DM pal Mark MacLachlan passed on this oddment, Distant Drummer: Flowers of Darkness, an anti-drug film from the 1970s, which has a rather interesting pedigree, as Mark explained:
It’s 40 year old documentary on the growth of opium into heroin and how you stop it… It’s narrated by Paul Newman and directed by Glasgow writer Bill Templeton.
Templeton’s centenary is next year and nobody appears to be aware of how important a writer he was, particularly during the golden era of US television, when he penned programmes like Robin Hood, The Untouchables, 1984, Sword of Freedom, The Desilu Hour etcetera.
In his film work he wrote additional dialogue for Graham Greene’s The Fallen Idol directed by Carol Reed. All round a pretty incredible forgotten talent, whom Walt Disney fired after discovering a bottle of whisky at his desk. Inevitably he died back in Glasgow from the booze…

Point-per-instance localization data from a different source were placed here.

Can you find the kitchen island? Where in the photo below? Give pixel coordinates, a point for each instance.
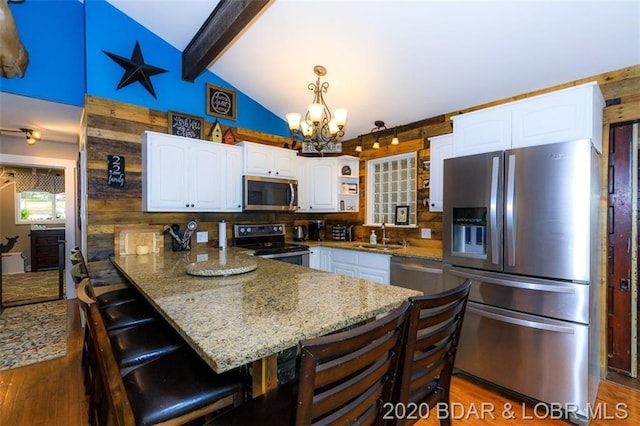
(248, 318)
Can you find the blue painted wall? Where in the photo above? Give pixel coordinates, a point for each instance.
(53, 35)
(66, 41)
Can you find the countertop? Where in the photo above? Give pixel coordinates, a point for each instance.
(231, 321)
(390, 249)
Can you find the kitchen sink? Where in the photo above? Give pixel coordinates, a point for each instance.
(379, 247)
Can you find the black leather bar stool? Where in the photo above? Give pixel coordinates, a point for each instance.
(128, 314)
(142, 343)
(118, 297)
(179, 387)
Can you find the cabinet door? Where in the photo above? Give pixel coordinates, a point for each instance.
(285, 163)
(441, 149)
(326, 259)
(322, 185)
(207, 183)
(314, 257)
(557, 117)
(375, 275)
(482, 131)
(233, 179)
(165, 174)
(258, 160)
(344, 269)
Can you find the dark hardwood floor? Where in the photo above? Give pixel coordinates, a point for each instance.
(52, 393)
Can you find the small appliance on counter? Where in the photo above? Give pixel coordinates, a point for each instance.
(299, 233)
(181, 241)
(342, 232)
(315, 230)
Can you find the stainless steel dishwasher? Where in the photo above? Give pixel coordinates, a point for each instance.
(417, 274)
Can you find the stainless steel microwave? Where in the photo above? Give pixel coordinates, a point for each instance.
(263, 193)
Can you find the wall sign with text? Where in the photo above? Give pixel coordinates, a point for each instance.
(185, 125)
(221, 102)
(115, 170)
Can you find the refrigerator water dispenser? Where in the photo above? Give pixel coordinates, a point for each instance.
(469, 231)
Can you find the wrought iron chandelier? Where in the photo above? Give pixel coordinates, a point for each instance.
(320, 127)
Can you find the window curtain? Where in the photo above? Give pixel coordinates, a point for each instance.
(45, 182)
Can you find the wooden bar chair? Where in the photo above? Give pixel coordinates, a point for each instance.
(343, 378)
(174, 389)
(432, 338)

This was Templeton’s last film, and was originally part of a trilogy made for NBC, with Newman, Robert Mitchum and Rod Steiger narrating the different sections. It starts off even-handedly enough (nature has generously provided humanity with the means to get high) but soon falls into an anti-drug stance. However, it does give consideration to treatment and rehabilitation, rather than imprisonment, and contrasts the change in laws from 1956 to 1966. This is one for those with an interest in media and drug culture, or with a liking for quirky public service films.